1. Postanowiłam, że jeżeli ktoś ma jakieś pytania dot. mnie i mojej osoby, bądź Fury. Pod tym rozdziałem zostawiajcie w kom. pytania. Na wszystkie odpowiem !!
2. Dziękuję za 21 komentarzy !! Mam nadzieję, że zawsze już ich tyle będzie , serio cieszyłam się głupi do sera.
3. Rozdział jest krótki ale myślę, że treściwy. I wiem, że obiecałam, że bd rozdziały normalnie,a znowu dd w pn a nie w weekend. Ale nie miałam siły. Dodam tylko, że rozmowa między Chrisem,a Roonie jest z życia wzięta.
KOCHAM WAS I KOMENTUJCIE TAK ŁADNIE PROOOOOSZĘ <3 + PAMIĘTAJCIE O PYTANIACH !!

10 komentarzy:

  1. Świetny jest ,a Ty dobrze o tym wiesz :* ,bo ciągle Ci to mówię /C

    OdpowiedzUsuń
  2. Swietny ;* pisz dalej.. życzę weny :3

    OdpowiedzUsuń
  3. Idealny jest ,czekam na next

    OdpowiedzUsuń
  4. weź długopis i kartkę ;p 1. Napisz imię osoby płci przeciwnej.

    2. Który kolor najbardziej lubisz: czerwony, czarny, niebieski, zielony czy żółty?

    3. Pierwsza litera twojego imienia?

    4. Miesiąc urodzenia?

    5. Który kolor bardziej lubisz czarny czy biały?

    6. Imię osoby tej samej płci.

    7. Ulubiony numer?

    8. Wolisz jezioro czy morze?

    9. Napisz życzenie (możliwe do spełnienia!).

    Skończone – zobacz poniżej:

    Odpowiedzi

    1. Kochasz tę osobę.

    2. Jeżeli wybrałaś /eś:

    Czerwony – twoje życie jest pełne miłości. Czarny – jesteś konserwatywna /y i agresywna /y. Zielony – twoja dusza jest zrelaksowana i jesteś osobą na luzie.

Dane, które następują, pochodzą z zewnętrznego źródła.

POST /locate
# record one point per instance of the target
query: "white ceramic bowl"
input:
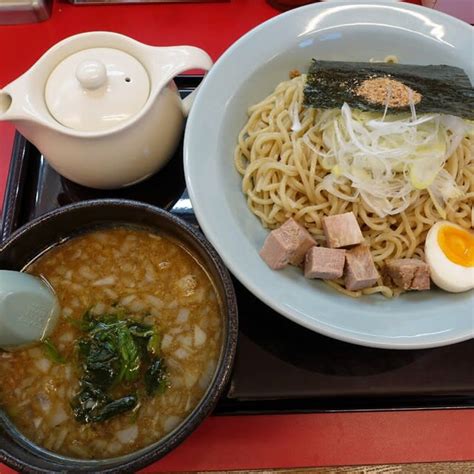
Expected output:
(249, 71)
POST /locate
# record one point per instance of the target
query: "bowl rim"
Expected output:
(209, 230)
(151, 453)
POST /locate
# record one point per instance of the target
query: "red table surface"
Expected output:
(242, 442)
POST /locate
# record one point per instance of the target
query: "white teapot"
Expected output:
(103, 108)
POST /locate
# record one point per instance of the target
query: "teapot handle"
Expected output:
(190, 57)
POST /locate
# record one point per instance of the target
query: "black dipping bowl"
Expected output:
(54, 227)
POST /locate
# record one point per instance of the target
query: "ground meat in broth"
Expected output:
(157, 282)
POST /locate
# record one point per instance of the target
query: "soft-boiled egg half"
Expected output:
(449, 252)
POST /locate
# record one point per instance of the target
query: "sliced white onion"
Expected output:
(106, 281)
(154, 301)
(166, 342)
(128, 435)
(59, 416)
(43, 365)
(199, 336)
(181, 353)
(183, 315)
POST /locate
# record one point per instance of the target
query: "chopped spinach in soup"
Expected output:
(133, 353)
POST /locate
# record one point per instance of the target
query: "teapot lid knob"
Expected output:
(92, 74)
(97, 89)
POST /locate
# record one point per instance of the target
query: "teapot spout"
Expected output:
(16, 107)
(5, 105)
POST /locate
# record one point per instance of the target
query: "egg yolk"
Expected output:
(457, 245)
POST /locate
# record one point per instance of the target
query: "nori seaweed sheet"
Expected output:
(444, 89)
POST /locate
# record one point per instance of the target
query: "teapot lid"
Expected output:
(97, 89)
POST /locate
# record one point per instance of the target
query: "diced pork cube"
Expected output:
(321, 262)
(360, 271)
(342, 230)
(287, 244)
(408, 273)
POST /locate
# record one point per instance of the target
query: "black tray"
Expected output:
(280, 366)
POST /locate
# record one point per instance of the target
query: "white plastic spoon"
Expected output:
(29, 309)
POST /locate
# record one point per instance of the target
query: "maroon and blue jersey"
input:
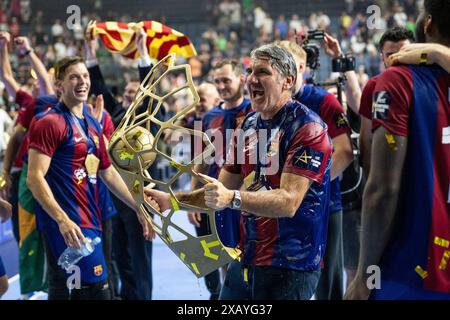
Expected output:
(332, 113)
(413, 101)
(2, 268)
(26, 115)
(57, 135)
(300, 146)
(216, 122)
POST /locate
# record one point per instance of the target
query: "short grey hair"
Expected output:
(279, 58)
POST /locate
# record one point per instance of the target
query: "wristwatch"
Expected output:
(237, 201)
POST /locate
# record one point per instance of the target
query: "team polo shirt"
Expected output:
(300, 145)
(219, 122)
(332, 113)
(413, 102)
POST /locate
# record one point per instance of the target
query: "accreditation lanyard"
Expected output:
(260, 171)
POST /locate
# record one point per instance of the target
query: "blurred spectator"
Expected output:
(14, 27)
(57, 29)
(323, 20)
(25, 11)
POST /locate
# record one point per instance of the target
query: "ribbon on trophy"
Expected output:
(133, 150)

Niebieski – jesteś spontaniczna /y i kochasz całusy i pieszczoty tych, których kochasz. Żółty- jesteś bardzo szczęśliwą osobą i udzielasz dobrych rad tym, którzy są w dołku.

    3. Jeżeli pierwsza litera twojego imienia jest:

    A-K - masz w sobie dużo miłości, którą ofiarujesz bliskim i przyjaciołom.

    L-R - Próbujesz cieszyć się życiem na maxa a twoje życie uczuciowe wkrótce rozkwitnie.

    S-Z - lubisz pomagać innym a twoje przyszłe życie uczuciowe wygląda bardzo dobrze.

    4. Jeśli urodziłaś /eś się w:

    Styczeń – Marzec Rok minie ci bardzo dobrze i odkryjesz, że zakochasz się w kimś zupełnie nie oczekiwanym.

    Kwiecień - czerwiec Twój związek (uczuciowy) jest bardzo silny, będzie trwał długo i pozostawi wspaniałe wspomnienia na zawsze.

    Lipiec- wrzesień Będziesz mieć wspaniały rok i doświadczysz dużą zmianę w życiu na lepsze.

    Październik – grudzień Twoje życie uczuciowe nie będzie zbyt wspaniałe, ale w końcu odnajdziesz swoją bratnią duszę.

    5. Jeśli wybrałaś /eś

    Czarny: twoje życie obierze inny kierunek, co będzie dla ciebie bardzo korzystne i bardzo cię to ucieszy.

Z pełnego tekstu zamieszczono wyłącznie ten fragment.